Many other countries did the same in requiring some sort of registration badge for bicycles, but these too were eventually phased out by some countries as the cost far outweighed the income generated.
So yes, there are countries that do require licenses for cyclists and registration for bicycles. But as we can tell, these are most for anti-theft and insurance purposes.
In fact, the city of Toronto in Canada repealed its bicycle licensing by-law in 1957 after finding that it often results in “unconscious contravention” of the law, especially by young children. Over the years since then, the city has studied licensing cyclists to improve road safety, but each time rejected the idea as being ineffective.
The reasons given are that the administration cost would be too high, the problem of age, and the fact that licensing in and of itself does not deter the behaviours of cyclists who break traffic laws. The studies basically concluded that creating a major bureaucracy of licensing is not worth it.
Toronto had looked into license for cyclists for reasons of improving road safety and ruled that it was not effective. And that, after all, is the main issue in Singapore as well, right?
The idea of licensing cyclists was raised due to road safety concerns. Yet, many regions have already ruled it out as an effective solution to the problem of poor and dangerous road behaviour. This root of the problem requires a different solution.
Why is it that licensing is seen as a viable solution to improving compliance of traffic regulations? Is there no other way for road users to be educated and encouraged to share the roads?
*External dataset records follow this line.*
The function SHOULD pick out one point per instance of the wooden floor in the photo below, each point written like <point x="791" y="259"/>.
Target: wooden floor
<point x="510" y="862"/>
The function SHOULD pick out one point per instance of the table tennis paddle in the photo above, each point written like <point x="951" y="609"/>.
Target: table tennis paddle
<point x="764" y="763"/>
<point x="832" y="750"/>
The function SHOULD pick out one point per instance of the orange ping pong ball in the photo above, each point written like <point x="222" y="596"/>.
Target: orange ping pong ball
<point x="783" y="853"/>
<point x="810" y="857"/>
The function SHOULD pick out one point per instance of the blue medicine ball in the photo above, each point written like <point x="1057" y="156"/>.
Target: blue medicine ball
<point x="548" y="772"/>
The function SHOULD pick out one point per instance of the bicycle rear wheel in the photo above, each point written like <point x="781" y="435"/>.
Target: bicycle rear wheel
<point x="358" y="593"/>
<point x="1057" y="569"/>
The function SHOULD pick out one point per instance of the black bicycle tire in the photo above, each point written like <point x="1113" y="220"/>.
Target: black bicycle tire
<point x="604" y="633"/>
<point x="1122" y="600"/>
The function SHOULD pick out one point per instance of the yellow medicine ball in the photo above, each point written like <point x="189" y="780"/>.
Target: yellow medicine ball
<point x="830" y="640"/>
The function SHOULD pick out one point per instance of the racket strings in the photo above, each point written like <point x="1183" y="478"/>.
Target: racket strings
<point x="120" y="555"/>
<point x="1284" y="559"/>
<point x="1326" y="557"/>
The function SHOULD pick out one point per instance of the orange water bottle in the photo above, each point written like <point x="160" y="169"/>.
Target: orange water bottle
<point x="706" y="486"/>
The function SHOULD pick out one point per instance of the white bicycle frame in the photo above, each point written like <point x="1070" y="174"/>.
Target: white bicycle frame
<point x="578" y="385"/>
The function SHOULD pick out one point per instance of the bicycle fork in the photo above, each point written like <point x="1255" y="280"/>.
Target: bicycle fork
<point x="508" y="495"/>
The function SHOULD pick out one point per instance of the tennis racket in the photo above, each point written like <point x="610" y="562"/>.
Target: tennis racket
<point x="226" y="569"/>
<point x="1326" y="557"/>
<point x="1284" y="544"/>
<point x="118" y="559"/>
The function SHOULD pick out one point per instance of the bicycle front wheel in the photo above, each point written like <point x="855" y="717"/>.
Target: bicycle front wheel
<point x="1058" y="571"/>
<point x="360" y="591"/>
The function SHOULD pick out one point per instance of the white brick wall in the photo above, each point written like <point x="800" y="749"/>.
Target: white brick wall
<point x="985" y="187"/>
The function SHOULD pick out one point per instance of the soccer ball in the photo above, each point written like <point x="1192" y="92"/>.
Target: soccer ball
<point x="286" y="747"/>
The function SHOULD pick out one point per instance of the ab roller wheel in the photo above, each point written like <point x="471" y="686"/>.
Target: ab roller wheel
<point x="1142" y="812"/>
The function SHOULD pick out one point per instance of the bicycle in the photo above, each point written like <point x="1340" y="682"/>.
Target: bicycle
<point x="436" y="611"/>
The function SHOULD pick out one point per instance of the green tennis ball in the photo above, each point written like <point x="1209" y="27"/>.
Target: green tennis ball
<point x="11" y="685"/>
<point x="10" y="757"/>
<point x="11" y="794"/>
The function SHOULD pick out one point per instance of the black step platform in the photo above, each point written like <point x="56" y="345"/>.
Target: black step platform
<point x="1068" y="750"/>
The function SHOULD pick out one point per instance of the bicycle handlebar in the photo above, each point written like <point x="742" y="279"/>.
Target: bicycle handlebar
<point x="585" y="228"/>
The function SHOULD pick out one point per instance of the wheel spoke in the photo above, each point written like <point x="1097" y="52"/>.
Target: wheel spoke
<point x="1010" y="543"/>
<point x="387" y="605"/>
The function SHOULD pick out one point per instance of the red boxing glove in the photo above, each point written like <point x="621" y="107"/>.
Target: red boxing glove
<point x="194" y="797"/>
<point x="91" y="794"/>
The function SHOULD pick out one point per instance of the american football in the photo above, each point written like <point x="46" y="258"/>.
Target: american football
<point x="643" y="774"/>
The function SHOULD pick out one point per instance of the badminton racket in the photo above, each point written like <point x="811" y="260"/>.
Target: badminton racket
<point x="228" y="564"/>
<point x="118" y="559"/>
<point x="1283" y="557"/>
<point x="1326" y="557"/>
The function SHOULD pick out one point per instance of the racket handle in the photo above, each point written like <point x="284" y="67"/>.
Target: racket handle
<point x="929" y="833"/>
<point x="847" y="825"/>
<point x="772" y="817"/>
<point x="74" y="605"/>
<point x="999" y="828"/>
Is there some reason why cyclists behave the way they do in Singapore, feeling entitled to use the roads without care or consideration of road traffic regulations?
And also how can the cycling infrastructure be improved to better protect cyclists and motorists?
As the case in 2018 shows—where both motorist and cyclists were punished for rash driving/cycling—the law already allows for action to be taken against errant cyclist.
So it begs the question: how would a licensing scheme for cyclists work and is it truly necessary?